Ugandan watchdog in push to outlaw LGBTQ groups

Gay relationships are illegal in Uganda, where they can be punished by up to life in prison.

In Summary
  • A January report from the NGO Bureau, an official body which oversees the work of NGOs, calls for the amendment of the country’s laws to criminalise LGBTQ activities.
  • In the alternative it urges the enactment of a new law “that prohibits the promotion of LGBTQ activities in the country”.
LGBT Ugandan refugees who fled the country due to persecution, pictured here in 2018
LGBT Ugandan refugees who fled the country due to persecution, pictured here in 2018

The authorities in Uganda are calling for the criminalisation of LGBTQ organisations and their activities in the country.

A January report from the NGO Bureau, an official body which oversees the work of NGOs, calls for the amendment of the country’s laws to criminalise LGBTQ activities.

In the alternative it urges the enactment of a new law “that prohibits the promotion of LGBTQ activities in the country”.

It further says the government needs to provide more resources to the NGO Bureau so that it can “identify and weed out those that are involved in activities that are prejudicial to the interests of the people of Uganda”.

Gay relationships are illegal in Uganda, where they can be punished by up to life in prison for committing "unnatural offences".

The report is a result of a year-long investigation into activities of NGOs involved in sexual minorities’ rights work in Uganda.

The bureau says it received concerns regarding various organisations, but did not state the source of the concerns.

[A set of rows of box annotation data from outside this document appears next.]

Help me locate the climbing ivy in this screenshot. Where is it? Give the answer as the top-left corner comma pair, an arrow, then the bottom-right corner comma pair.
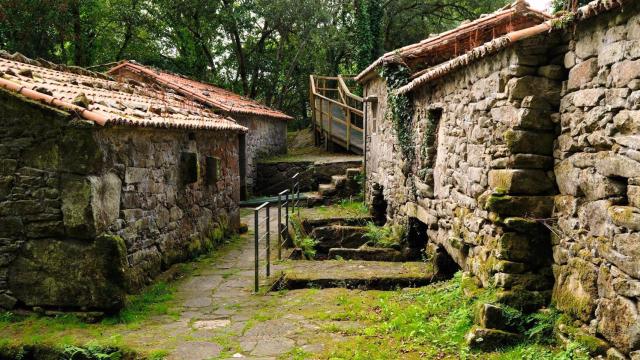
380,63 -> 415,167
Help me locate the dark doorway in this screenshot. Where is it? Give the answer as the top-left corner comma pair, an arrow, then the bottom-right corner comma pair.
371,183 -> 387,226
238,134 -> 247,200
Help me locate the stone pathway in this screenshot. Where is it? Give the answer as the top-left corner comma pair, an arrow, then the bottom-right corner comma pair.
151,215 -> 322,360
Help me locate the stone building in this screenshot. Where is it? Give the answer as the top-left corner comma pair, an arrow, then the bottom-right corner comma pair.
358,0 -> 640,359
0,52 -> 247,311
109,61 -> 293,196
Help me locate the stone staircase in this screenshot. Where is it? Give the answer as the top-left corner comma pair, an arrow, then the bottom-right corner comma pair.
316,168 -> 362,205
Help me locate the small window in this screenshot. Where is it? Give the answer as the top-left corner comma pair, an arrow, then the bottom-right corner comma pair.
369,101 -> 378,134
180,152 -> 198,185
205,156 -> 222,185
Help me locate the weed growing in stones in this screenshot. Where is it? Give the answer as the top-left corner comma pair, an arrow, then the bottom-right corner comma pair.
103,282 -> 176,325
364,222 -> 406,248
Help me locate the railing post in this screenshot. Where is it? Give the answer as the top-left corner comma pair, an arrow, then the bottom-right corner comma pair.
345,107 -> 351,150
284,193 -> 289,231
277,193 -> 282,260
265,204 -> 271,277
253,208 -> 260,293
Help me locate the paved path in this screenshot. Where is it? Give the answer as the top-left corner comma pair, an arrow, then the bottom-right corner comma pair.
153,215 -> 330,360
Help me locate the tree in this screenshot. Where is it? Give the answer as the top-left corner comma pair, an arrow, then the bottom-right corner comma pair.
0,0 -> 510,125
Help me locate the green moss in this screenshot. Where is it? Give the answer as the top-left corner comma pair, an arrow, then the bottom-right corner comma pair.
553,288 -> 594,319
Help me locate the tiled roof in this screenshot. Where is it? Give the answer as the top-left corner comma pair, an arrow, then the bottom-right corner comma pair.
109,61 -> 293,120
396,0 -> 637,94
356,0 -> 551,82
0,51 -> 247,132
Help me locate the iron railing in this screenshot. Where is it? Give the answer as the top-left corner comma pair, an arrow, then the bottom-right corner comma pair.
253,173 -> 301,293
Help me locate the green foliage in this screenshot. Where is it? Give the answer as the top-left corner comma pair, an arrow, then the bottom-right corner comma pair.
524,308 -> 560,344
62,345 -> 122,360
364,222 -> 406,248
103,282 -> 175,325
380,63 -> 415,163
551,0 -> 591,13
289,216 -> 318,259
0,0 -> 508,128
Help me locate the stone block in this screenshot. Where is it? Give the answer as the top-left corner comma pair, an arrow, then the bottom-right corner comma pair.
496,289 -> 551,312
8,236 -> 128,310
553,258 -> 598,322
88,173 -> 122,233
625,40 -> 640,60
595,152 -> 640,178
504,130 -> 555,155
0,200 -> 44,216
596,296 -> 640,353
598,41 -> 627,67
508,154 -> 553,169
493,232 -> 551,262
575,169 -> 627,201
124,167 -> 151,184
485,195 -> 553,218
0,159 -> 18,175
520,95 -> 553,112
489,169 -> 554,195
0,293 -> 18,310
0,216 -> 23,237
510,108 -> 555,130
613,110 -> 640,135
507,76 -> 561,104
627,185 -> 640,208
538,65 -> 565,81
61,176 -> 96,239
609,60 -> 640,88
571,89 -> 605,107
575,31 -> 604,59
25,221 -> 64,239
494,273 -> 553,291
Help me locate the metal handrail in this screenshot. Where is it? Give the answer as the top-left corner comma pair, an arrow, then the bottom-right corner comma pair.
253,202 -> 271,293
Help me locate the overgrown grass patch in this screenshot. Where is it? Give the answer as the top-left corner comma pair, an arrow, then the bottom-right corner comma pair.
102,282 -> 177,325
307,274 -> 588,360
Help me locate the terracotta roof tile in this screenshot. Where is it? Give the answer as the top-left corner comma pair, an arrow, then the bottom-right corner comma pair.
109,61 -> 293,120
356,0 -> 551,82
0,51 -> 247,132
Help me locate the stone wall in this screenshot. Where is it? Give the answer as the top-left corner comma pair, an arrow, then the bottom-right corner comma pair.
0,91 -> 240,310
366,36 -> 564,302
256,160 -> 362,195
231,114 -> 287,193
553,4 -> 640,359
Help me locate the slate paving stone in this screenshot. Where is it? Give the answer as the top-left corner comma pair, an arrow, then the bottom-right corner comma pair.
251,338 -> 296,356
167,341 -> 222,360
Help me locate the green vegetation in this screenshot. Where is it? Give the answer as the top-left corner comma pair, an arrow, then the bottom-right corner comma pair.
103,282 -> 178,325
0,0 -> 508,128
311,274 -> 589,360
290,215 -> 318,259
380,63 -> 415,166
310,200 -> 369,219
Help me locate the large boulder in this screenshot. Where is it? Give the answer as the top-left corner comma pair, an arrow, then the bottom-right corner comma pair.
8,235 -> 127,310
596,296 -> 640,353
553,258 -> 598,321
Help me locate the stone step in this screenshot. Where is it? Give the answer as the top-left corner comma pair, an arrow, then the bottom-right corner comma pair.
318,184 -> 336,197
347,168 -> 362,180
307,191 -> 324,208
331,175 -> 349,189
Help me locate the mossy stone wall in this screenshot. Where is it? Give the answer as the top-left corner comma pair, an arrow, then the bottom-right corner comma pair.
553,2 -> 640,359
0,90 -> 240,311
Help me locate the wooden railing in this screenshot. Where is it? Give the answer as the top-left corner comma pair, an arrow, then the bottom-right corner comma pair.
310,75 -> 364,154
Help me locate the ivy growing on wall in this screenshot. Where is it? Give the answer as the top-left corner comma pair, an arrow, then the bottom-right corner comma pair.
380,63 -> 415,167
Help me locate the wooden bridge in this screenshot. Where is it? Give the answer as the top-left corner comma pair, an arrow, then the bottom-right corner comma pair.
310,75 -> 364,154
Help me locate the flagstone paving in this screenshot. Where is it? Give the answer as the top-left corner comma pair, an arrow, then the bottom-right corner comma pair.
0,210 -> 436,360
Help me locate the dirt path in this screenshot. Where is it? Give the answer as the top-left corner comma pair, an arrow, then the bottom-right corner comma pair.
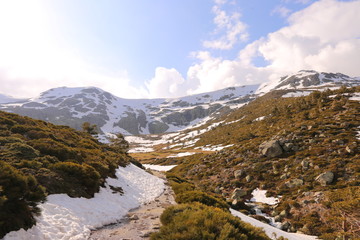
89,171 -> 175,240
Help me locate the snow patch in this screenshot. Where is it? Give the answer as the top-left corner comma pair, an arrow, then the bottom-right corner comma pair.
143,164 -> 177,172
250,188 -> 279,205
349,93 -> 360,101
282,91 -> 311,98
168,152 -> 196,158
4,164 -> 165,240
195,144 -> 234,152
230,209 -> 318,240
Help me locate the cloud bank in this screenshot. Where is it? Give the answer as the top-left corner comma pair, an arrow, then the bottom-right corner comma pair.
149,0 -> 360,96
0,0 -> 360,98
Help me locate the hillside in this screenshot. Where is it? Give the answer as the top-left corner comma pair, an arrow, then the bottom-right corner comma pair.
0,71 -> 360,141
0,85 -> 258,138
142,87 -> 360,239
0,112 -> 132,238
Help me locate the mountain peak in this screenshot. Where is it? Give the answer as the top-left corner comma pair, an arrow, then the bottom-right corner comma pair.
257,70 -> 360,93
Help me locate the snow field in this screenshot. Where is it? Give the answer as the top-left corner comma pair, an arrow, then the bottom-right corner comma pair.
230,208 -> 318,240
250,188 -> 279,205
143,164 -> 177,172
4,164 -> 165,240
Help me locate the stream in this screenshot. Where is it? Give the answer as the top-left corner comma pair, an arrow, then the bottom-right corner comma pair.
89,171 -> 176,240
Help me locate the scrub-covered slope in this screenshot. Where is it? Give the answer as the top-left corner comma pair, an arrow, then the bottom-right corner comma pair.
0,112 -> 130,237
163,87 -> 360,239
0,85 -> 258,135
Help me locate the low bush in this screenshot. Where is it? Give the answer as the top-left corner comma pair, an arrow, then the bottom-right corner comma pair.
175,191 -> 229,211
151,203 -> 270,240
0,161 -> 46,238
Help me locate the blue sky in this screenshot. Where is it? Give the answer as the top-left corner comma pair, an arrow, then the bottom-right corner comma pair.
0,0 -> 360,98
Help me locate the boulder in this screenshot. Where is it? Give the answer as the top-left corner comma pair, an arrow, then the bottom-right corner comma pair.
234,169 -> 244,178
301,160 -> 309,170
231,188 -> 247,201
259,140 -> 284,158
315,171 -> 334,186
245,175 -> 252,182
274,215 -> 281,222
280,221 -> 291,231
285,178 -> 304,188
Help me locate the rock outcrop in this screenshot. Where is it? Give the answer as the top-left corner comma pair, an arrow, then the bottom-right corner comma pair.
315,171 -> 334,186
259,140 -> 284,158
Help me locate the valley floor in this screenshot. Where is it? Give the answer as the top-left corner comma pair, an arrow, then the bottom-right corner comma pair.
89,171 -> 175,240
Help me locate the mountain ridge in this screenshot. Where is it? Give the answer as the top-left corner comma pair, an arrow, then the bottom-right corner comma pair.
0,70 -> 360,141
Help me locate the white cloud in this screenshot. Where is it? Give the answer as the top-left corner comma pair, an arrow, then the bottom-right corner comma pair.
145,67 -> 187,98
0,0 -> 146,98
271,6 -> 292,17
145,0 -> 360,98
203,0 -> 249,50
282,0 -> 313,4
0,0 -> 360,98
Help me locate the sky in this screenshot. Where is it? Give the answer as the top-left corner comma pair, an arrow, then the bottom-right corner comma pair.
0,0 -> 360,98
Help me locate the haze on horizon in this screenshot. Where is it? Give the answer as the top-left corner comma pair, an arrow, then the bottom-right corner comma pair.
0,0 -> 360,98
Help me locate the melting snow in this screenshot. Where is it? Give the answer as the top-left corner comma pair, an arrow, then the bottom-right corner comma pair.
254,116 -> 265,121
168,152 -> 196,158
282,91 -> 311,98
4,164 -> 165,240
250,188 -> 279,205
143,164 -> 177,172
195,144 -> 234,151
230,209 -> 318,240
349,93 -> 360,101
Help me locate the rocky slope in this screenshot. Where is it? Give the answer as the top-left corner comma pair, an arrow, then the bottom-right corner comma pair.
145,86 -> 360,240
0,71 -> 360,141
0,85 -> 258,135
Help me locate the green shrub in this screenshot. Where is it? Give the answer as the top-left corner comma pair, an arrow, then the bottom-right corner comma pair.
29,138 -> 77,161
52,162 -> 100,189
170,182 -> 195,195
0,137 -> 24,145
151,203 -> 270,240
0,161 -> 46,238
175,191 -> 229,211
6,142 -> 39,159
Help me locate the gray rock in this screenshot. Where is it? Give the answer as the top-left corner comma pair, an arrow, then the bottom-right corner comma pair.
301,160 -> 309,170
285,178 -> 304,188
280,221 -> 291,231
129,214 -> 139,221
245,175 -> 252,182
231,188 -> 247,201
274,215 -> 281,222
234,169 -> 244,178
259,140 -> 284,158
148,121 -> 169,134
315,171 -> 334,186
282,143 -> 295,152
279,210 -> 288,217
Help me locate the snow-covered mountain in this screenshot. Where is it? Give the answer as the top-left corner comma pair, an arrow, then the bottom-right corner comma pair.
0,85 -> 259,135
0,71 -> 360,135
256,70 -> 360,93
0,93 -> 25,104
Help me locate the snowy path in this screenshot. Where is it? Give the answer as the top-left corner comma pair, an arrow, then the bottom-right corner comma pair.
89,171 -> 175,240
4,164 -> 165,240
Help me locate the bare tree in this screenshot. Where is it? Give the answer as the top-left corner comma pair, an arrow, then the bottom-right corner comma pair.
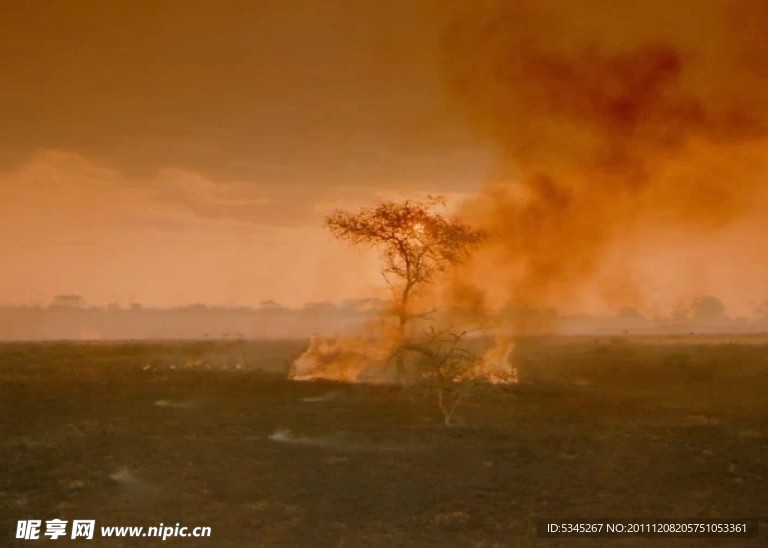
325,196 -> 485,379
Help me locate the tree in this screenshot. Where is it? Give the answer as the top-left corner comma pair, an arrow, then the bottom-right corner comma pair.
325,196 -> 485,380
404,329 -> 481,426
691,295 -> 725,322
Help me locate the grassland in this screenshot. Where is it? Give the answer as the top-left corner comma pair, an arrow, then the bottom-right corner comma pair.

In total 26 NGOs were investigated but the probe is yet to conclude its work on many of them.

It says that Sexual Minorities Uganda, one of the most prominent LGBTQ organisations in the country, was neither officially registered as an NGO nor as a business.

The NGO Bureau ordered the closure of the organisation in August 2022, but the organisation has since filed a case at the East African Court of Justice contesting its closure.

Registration applications of at least three other organisations to the bureau were rejected due to their involvement in LGBTQ human rights work.

In recent weeks, several government officials and leaders in the country have been speaking out against the “promotion of gay activities” in the country.

Last week, Archbishop Stephen Kaziimba, the head of the Anglican Church of Uganda, spoke against the recent Church of England’s decision to bless same-sex marriages.

Archbishop Kaziimba said that homosexuality was a sin and that the Anglican church in Uganda would not endorse it.

There have also been renewed calls in parliament for a new anti-gay bill to be drafted and tabled for debate.

Uganda received global attention when it passed an anti-homosexuality law in 2013.

It later annulled it in 2014 when a court ruled that it had been passed without the required quorum in parliament.